New York City Restaurant Inspection Data: Tips Included

9 Jan

Expressing an interest in getting a bite to eat in New York calls for a bit of narrowing down. You will need to get a little more specific about your preferences, in light of the 26,000 or so restaurants in the city happy to fill your mouth, and evacuate your wallet.

Indeed – advising your New York crew “Let’s go to a restaurant” reminds me of the woman who stood in front of me in a Starbucks and requested a cup of coffee, the kind of order that drives baristas into a hand-crafted frenzy.

But once you’ve finally sat yourselves down you may want to learn a little more about what exactly it is you’ve gotten yourself into – literally – and the restaurant inspection data reorganized by the Enigma public data site may go a ways towards telling you more than you wanted to know (the data are free to you, but they want you to sign up first. Remember that the lower the inspection score, the more salubrious.)

I say “reorganized” – although Enigma will tell you they’ve “curated”-  the data, because the inspection outcomes have presumably been culled from New York’s remarkably near-real-time and far larger official data set, available on the city’s open data site (and Enigma’s too, though their version is three months old). The revision opens an interesting point of entry, then, to an understanding of how someone else’s data have been re-presented by someone else.
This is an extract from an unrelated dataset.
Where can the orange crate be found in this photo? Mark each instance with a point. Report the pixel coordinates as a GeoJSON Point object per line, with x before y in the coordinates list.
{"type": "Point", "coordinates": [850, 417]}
In what, then, does Enigma’s remake of the original data consist? For one thing, they’ve proposed to distill the source data set down to a unique entry for each restaurant (keep that that stratagem in mind), each of which, after all, have been subjected to several inspections.  By means of verification I aimed a Remove Duplicates check at the camis field comprising restaurant ids, and came away with but six redundancies – not too bad for a compendium of nearly 25,000 records.

And once having completed that chore we can run a simple but revealing pivot-tabled census of New York’s eateries by borough:

Rows: boro

Values: boro (count)

boro (again, by % of Column Total)

I get:


No one will be surprised by Manhattan’s restaurant plurality, though it should be added that the residential populations of both Brooklyn and Queens far exceed that of the storied island. In addition, keep in mind that the endless turnover of restaurants (the Quora article linked above declares an annual restaurant closure rate of 26%, though that assertion should probably be researched), turns the count into an implacably moving target.
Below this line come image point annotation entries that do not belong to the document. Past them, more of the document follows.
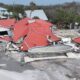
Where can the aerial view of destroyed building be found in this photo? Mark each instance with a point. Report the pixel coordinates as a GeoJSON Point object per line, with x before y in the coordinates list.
{"type": "Point", "coordinates": [39, 39]}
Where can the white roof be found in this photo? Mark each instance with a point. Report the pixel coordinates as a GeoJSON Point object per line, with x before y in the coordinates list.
{"type": "Point", "coordinates": [36, 13]}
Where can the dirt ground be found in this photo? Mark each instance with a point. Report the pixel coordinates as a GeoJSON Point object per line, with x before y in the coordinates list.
{"type": "Point", "coordinates": [60, 69]}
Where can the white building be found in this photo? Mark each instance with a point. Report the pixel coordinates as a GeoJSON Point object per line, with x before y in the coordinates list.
{"type": "Point", "coordinates": [36, 13]}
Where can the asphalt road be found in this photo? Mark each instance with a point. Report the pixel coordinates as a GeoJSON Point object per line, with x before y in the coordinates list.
{"type": "Point", "coordinates": [41, 70]}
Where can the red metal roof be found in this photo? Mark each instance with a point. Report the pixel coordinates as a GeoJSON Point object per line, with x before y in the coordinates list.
{"type": "Point", "coordinates": [5, 38]}
{"type": "Point", "coordinates": [77, 40]}
{"type": "Point", "coordinates": [7, 22]}
{"type": "Point", "coordinates": [34, 31]}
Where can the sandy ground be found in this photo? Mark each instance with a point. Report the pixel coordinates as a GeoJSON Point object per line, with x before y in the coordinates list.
{"type": "Point", "coordinates": [60, 69]}
{"type": "Point", "coordinates": [41, 70]}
And for another thing, the Engima set has padded the progenitor data with each restaurant’s geo-coordinates (latitude-longitude), thus priming a mapping capability. But they’ve also, befitting one of Enigma’s enigmatic apparent first principles, reformatted the inspection dates into text mode.

And Enigma’s alternate take has also put the scissors to some of the set’s original fields. The Critical Flag field – naming restaurants that incurred what the Department of Health and Hygiene terms critical violations, “…those most likely to contribute to food-borne illness”, is gone, and I’m not sure why. Those data sound like something you’d want to know about, and analyze.
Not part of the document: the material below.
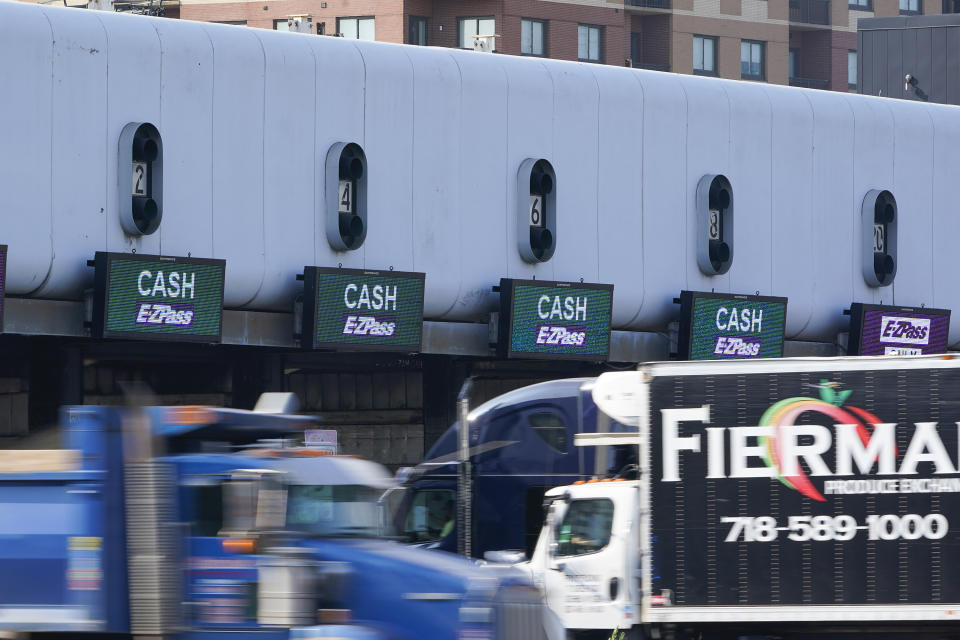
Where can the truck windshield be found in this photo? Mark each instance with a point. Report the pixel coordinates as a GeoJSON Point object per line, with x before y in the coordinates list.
{"type": "Point", "coordinates": [334, 510]}
{"type": "Point", "coordinates": [585, 527]}
{"type": "Point", "coordinates": [421, 515]}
But there’s a pointedly more serious issue besetting the data that I haven’t quite figured out. Because Engima determined to squeeze the data into a one-record-per-restaurant yield, it had to decide exactly which record would be earmarked for retention; and common analytical sense would commend the latest such record, conveying the current inspection standing for each restaurant. But it appears that Enigma hasn’t always nominated the latest record. A spot comparison of the records across the two datasets turned up some Enigma selections that predate more current inspections for the same restaurant in the official New York workbook. And if those kinds of discrepancies riddle the Enigma data, then we need to wonder about the decision rule that authorized their inclusion – and I don’t know what it is. What would an aggregate averaging of inspection scores purport to say, if some of the scores have been superseded by newer ones? (My emailed query to Enigma about the matter remains unanswered as of this writing.)

Moreover, because the one-record stipulation is in force, Enigma was impelled to collapse disparate violation codes in that eponymous field. The very first record, for example, for the Morris Park Bake Shop, reports two violations coded 10F and 8C, both filed on May 11, 2018. But New York’s precedent dataset has assigned a distinct record to each of the two, easing a pivot table breakout by code.

And those code consolidations – an ineluctable follow-on of the one-record-per-restaurant decision – probably explains Enigma’s omission in turn of the original Violation Description field. Boxing multiple violations in the space of one cell might confound legibility for both researchers and readers, and so Enigma likely concluded the whole field was best expurgated – at a price of course, because now we don’t know what the violation codes mean.

Now to be fair, Enigma also furnishes a worksheet-housed directory of those codes, which make for a most serviceable lookup array; but the multiple-code cell structure of its inspection data makes for an exceedingly messy prospect for 24,000-plus lookup values, which must be individuated somehow.

But all these cogitations have given me the munchies. Where do you want to eat? You want Chinese? Fine – that pares the choices to around 2,400. Your treat.